Doğrusal ekonomi, geleneksel ekonomik model olarak tanımlayabiliriz; kârın ve üretimin öncelendiği ve çevresel kaygıların ön planda tutulmadığı bir modeldir.

İki önemli ekonomi yaklaşımı birbirini tam aksi anlayışla karşımızda duruyor.

Biri, bildiğimiz, alışıldık sistem; doğrusal ekonomi.

Diğeri, artık yeşil dönüşümün en değerli unsurlarından biri olarak kabul edilen döngüsel ekonomi.

Doğrusal ekonomi, geleneksel ekonomik model olarak tanımlayabiliriz; kârın ve üretimin öncelendiği ve çevresel kaygıların ön planda tutulmadığı bir modeldir. Ham maddenin çıkartılma, üretilme, ürünü dağıtma ve kullanma süreçleri “çöpe atma” ile son bulur. Dolayısıyla, doğrusal bir ekonomide, işlediğimiz ham maddeleri, kullanımdan sonra “atılan” bir ürüne dönüştürüyoruz. Oysa döngüsel ekonomide, ürünü sonlandıran bu doğrusal süreç “döngü” ile kapatılır. Burada ürünün ömrü uzundur. Ürün, malzeme ve kaynakların olabildiğince sürdürülebildiği, atık miktarının asgariye indirildiği bir ekonomik yapıdır. 3R yaklaşımını (azaltma, yeniden kullanım ve geri dönüştürme) izleyen döngüsel ekonomide; kaynak kullanımı en aza indirilir (azaltılır -reduce). Ürünlerin ve parçaların yeniden kullanımı en üst düzeye çıkarılır (yeniden kullanım-reuse). Son olarak, ham maddeler yüksek bir standartta yeniden kullanılır (geri dönüştürülür-recycle).

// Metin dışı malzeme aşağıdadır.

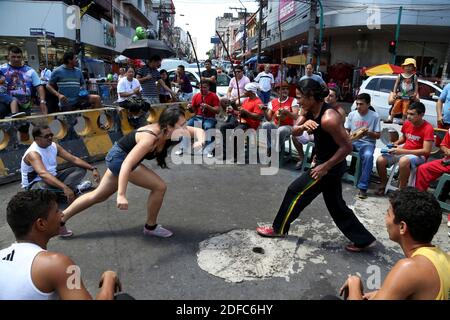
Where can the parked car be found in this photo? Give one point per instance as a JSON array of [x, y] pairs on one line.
[[379, 87], [194, 65], [223, 80]]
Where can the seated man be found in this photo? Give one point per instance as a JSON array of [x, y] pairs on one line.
[[283, 111], [9, 101], [412, 220], [182, 81], [129, 92], [69, 80], [248, 117], [205, 105], [433, 170], [362, 117], [21, 83], [418, 137], [27, 270], [235, 88], [39, 162], [331, 99]]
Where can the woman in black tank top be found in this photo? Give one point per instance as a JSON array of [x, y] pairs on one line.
[[124, 165], [332, 146]]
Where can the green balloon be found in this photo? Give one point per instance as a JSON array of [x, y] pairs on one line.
[[140, 32]]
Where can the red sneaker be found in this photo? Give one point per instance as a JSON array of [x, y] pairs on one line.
[[352, 248], [267, 231]]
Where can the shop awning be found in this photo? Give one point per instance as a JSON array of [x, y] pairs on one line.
[[251, 60], [299, 59]]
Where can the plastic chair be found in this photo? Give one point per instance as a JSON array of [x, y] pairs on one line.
[[437, 192], [411, 180]]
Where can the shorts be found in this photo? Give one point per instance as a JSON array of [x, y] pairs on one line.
[[415, 161], [6, 98], [115, 158], [305, 138]]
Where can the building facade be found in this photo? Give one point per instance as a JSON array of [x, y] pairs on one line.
[[359, 34], [107, 27]]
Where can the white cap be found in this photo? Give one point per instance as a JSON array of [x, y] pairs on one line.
[[252, 86]]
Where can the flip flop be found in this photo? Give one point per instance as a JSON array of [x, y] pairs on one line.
[[380, 191], [353, 248]]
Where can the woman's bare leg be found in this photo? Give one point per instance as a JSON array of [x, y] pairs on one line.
[[107, 186], [146, 178]]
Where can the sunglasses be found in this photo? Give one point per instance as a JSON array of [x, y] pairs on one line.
[[47, 136]]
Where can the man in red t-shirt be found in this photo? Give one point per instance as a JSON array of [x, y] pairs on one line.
[[432, 170], [418, 137], [205, 106], [283, 111], [247, 117]]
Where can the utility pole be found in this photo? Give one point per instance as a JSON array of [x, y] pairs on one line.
[[244, 38], [445, 68], [312, 30], [397, 33], [259, 31]]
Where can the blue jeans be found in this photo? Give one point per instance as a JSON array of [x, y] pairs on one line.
[[115, 158], [6, 98], [366, 153], [207, 123]]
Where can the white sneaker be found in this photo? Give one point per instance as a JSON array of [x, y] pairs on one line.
[[85, 185], [159, 231]]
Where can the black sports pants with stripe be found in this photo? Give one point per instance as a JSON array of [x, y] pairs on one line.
[[305, 189]]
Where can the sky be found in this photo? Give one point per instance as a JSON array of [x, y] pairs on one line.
[[201, 16]]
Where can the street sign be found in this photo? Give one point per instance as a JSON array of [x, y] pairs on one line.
[[50, 35], [36, 31]]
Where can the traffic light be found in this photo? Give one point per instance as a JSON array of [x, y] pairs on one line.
[[317, 48], [79, 48], [392, 46]]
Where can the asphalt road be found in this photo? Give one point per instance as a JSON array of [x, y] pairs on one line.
[[213, 211]]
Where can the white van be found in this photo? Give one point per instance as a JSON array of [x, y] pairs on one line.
[[169, 64], [379, 87]]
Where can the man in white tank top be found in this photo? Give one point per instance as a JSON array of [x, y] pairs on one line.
[[39, 162], [38, 169], [28, 271]]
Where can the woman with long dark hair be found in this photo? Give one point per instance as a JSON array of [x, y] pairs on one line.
[[124, 165], [332, 146]]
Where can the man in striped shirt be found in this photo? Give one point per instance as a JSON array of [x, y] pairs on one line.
[[149, 77], [66, 83]]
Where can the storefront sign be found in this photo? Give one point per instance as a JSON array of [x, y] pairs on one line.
[[109, 33], [286, 10], [36, 32]]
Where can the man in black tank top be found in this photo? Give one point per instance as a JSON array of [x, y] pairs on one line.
[[332, 146]]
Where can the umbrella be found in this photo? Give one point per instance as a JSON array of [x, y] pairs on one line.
[[121, 59], [383, 69], [144, 49], [298, 60]]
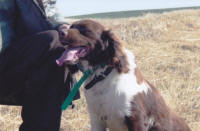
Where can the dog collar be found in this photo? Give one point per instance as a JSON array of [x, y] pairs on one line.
[[77, 85]]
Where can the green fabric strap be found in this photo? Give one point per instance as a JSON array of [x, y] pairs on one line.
[[75, 89]]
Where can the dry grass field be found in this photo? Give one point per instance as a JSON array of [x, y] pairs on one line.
[[167, 50]]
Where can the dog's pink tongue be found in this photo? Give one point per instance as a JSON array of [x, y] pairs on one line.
[[68, 55], [72, 54]]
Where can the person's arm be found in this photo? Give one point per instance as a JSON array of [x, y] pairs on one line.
[[7, 13], [54, 17]]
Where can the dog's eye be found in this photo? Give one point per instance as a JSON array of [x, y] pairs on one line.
[[81, 29]]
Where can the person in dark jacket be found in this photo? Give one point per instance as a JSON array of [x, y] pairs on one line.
[[29, 75]]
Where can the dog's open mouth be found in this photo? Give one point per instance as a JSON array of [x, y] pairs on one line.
[[72, 55]]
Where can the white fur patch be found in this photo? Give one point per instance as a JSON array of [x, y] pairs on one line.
[[109, 100]]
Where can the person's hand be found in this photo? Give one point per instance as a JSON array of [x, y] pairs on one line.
[[63, 32]]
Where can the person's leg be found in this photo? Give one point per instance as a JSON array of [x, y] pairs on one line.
[[44, 91], [30, 65]]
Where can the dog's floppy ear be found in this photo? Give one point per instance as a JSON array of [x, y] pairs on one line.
[[115, 51]]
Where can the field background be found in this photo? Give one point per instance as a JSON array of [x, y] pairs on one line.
[[167, 50]]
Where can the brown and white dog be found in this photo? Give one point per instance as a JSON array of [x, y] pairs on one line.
[[118, 97]]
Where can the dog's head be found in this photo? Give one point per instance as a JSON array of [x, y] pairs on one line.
[[89, 41]]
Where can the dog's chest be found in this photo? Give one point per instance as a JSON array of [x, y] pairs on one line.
[[109, 101], [103, 105]]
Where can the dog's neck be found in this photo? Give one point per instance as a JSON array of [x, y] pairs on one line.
[[98, 73]]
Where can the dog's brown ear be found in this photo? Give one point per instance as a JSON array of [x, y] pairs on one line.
[[116, 52]]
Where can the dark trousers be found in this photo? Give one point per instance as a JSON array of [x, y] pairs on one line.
[[29, 76]]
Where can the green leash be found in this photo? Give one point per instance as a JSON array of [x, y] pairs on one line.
[[75, 89]]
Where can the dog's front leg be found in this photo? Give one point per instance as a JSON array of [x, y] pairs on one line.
[[97, 124]]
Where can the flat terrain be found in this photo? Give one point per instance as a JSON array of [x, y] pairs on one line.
[[167, 50]]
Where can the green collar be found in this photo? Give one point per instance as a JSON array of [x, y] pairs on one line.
[[76, 87]]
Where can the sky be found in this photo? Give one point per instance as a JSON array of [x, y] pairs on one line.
[[80, 7]]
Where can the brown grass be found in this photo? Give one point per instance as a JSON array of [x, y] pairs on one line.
[[167, 50]]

Dünya bize tüm ihtiyaçlarımızı sunuyor. Ancak, sanayi devriminden bu yana talan edercesine tüketerek dünyayı bitiyoruz. Veriler açık, yılın yarısında senelik kaynakların sonuna geliyoruz. Bugün, kullandığımız kaynaklarla 1.7 dünya tüketiyoruz. Kaynaklarımızı bu şekilde kullanmaya devam edersek, 2050 yılına geldiğimizde 2.3 dünyaya ihtiyacımız olacak.

SIFIR ATIK PROJESİ

Ülkemizde gerçekleştirilen Sıfır Atık Projesi, döngüsel ekonominin en önemli parçalarından biridir. Proje ile, 2017 yılından bu yana yaklaşık 34 milyon ton geri kazanılabilir atık toplanmış, işlenmiş ve ekonomiye kazandırılmıştır.

Her yıl 2,2 milyar tondan fazla atık üreten Avrupa Birliği’nde, Avrupa Yeşil Mutabakatı’nın temel yapıtaşlarından biri olan “AB Döngüsel Ekonomi Eylem Planı”nı, Mart 2020’den bu yana yürürlükte. Çevresel sürdürülebilirlik, ekonomik büyümenin kalbi haline gelmiştir. Döngüsel modeller daha az atık ve daha az çevresel etki anlamına da gelir.

Ülkemiz, Paris İklim Anlaşması’nın yürürlüğe girmesiyle, iklim krizi ile mücadele arzusunu yinelemiş ve 2053 karbon-nötr hedefini açıklamıştır. Geçen sene COP27’de bu arzu, güncellenen Ulusal Katkı Payı ile pekiştirilmiştir.

2053 hedefimize ulaşmanın en önemli bileşenlerinden biri de, ulusal döngüsel ekonomi eylem planının hazırlanmasıdır.

Türkiye Cumhuriyeti Çevre, Şehircilik ve İklim Değişikliği Bakanlığı tarafından 2022 yılından bu yana yürütülen, “Türkiye’nin Döngüsel Ekonomiye Geçiş Potansiyelinin Değerlendirilmesi için teknik Destek projesi (DEEP)” ile döngüsel ekonomiye geçiş teşvik edilecektir. DEEP projesinin en önemli çıktısı, “Ulusal Strateji ve Eylem Planı olacaktır.

Ülkemizin döngüsel ekonomiye geçişini hızlandırmak amacıyla SKD Türkiye, DCube ve B4G iş birliğinde III. Türkiye Döngüsel Ekonomi Haftası, 7-9 Kasım 2023 tarihleri arasında “Harekete Geçme Zamanı” temasıyla çevrimiçi gerçekleşiyor. Bu program; çözümlerin oluşturulması açısından önemlidir. Çünkü döngüsel ekonomi, sadece yeşil dönüşüm için değil, ülke ekonomisinin de kaldıracı olacaktır.